In short, we have some ideas about how to make the economy less snowbally, but making workers dumb is not the answer, and never will be unless the game market and the emergent culture change in some fundamental way.
We tried doing grandiose things for patch 3's look at macro mechanics. We made no less than fifteen versions for the three races, and most of them were awful. The others either competed against existing elements to the game that were straight up better or were so convoluted they weren't accessible to a viewer or player. One thing everyone could agree on was that Spawn Larva was a bad macro mechanic because it was like the classic BW "dumb worker" macro mechanic. It is a rote behavior that requires no decision making specially or temporally, unlike Chrono boost, which may be the best macro mechanic in any RTS to date. We have removed Spawn Larva and granted the Queen an ability to spawn larva in a way that rewards spacially and or temporally aware decision-making. The full Patch 3 List is being compiled and will be released alongside our HotS port release.
On March 22 2013 09:22 ItWhoSpeaks wrote: We have some stuff in the works for the overall economy. Making workers dumber solves some issues, but doesn't really feel good or right for a modern game. ....
We tried doing grandiose things for patch 3's look at macro mechanics. We made no less than fifteen versions for the three races, and most of them were awful. The others either competed against existing elements to the game that were straight up better or were so convoluted they weren't accessible to a viewer or player. One thing everyone could agree on was that Spawn Larva was a bad macro mechanic because it was like the classic BW "dumb worker" macro mechanic. It is a rote behavior that requires no decision making specially or temporally, unlike Chrono boost, which may be the best macro mechanic in any RTS to date. We have removed Spawn Larva and granted the Queen an ability to spawn larva in a way that rewards spacially and or temporally aware decision-making. The full Patch 3 List is being compiled and will be released alongside our HotS port release.
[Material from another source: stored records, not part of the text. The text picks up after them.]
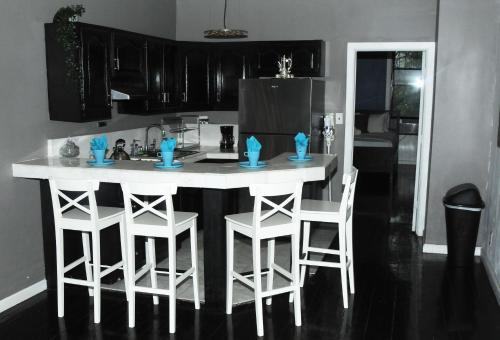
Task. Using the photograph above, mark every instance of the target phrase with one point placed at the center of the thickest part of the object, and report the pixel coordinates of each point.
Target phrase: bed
(375, 144)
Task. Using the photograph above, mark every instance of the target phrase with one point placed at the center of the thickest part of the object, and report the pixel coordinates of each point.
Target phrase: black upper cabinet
(161, 75)
(84, 96)
(128, 57)
(230, 63)
(194, 62)
(307, 57)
Spatially and temporal rewards :O
Is this smelling like a spawn-larva @ location or a temporary mini-hatchery type of thing going on here? I used to think that might be an interesting idea but never really gave it enough credence to put serious thought into it.
Or am I stepping on the bounds of spoilers?
As soon as I get HotS: Campaign -> Reach Dia/Masters on ladder (for street cred) -> OneGoal :D
Also, I think the add-on management of Terran buildings is a more interesting mechanic then chronoboost. I once tried swapping a BW factory and starport between the machine shop and control tower. Then I facepalmed.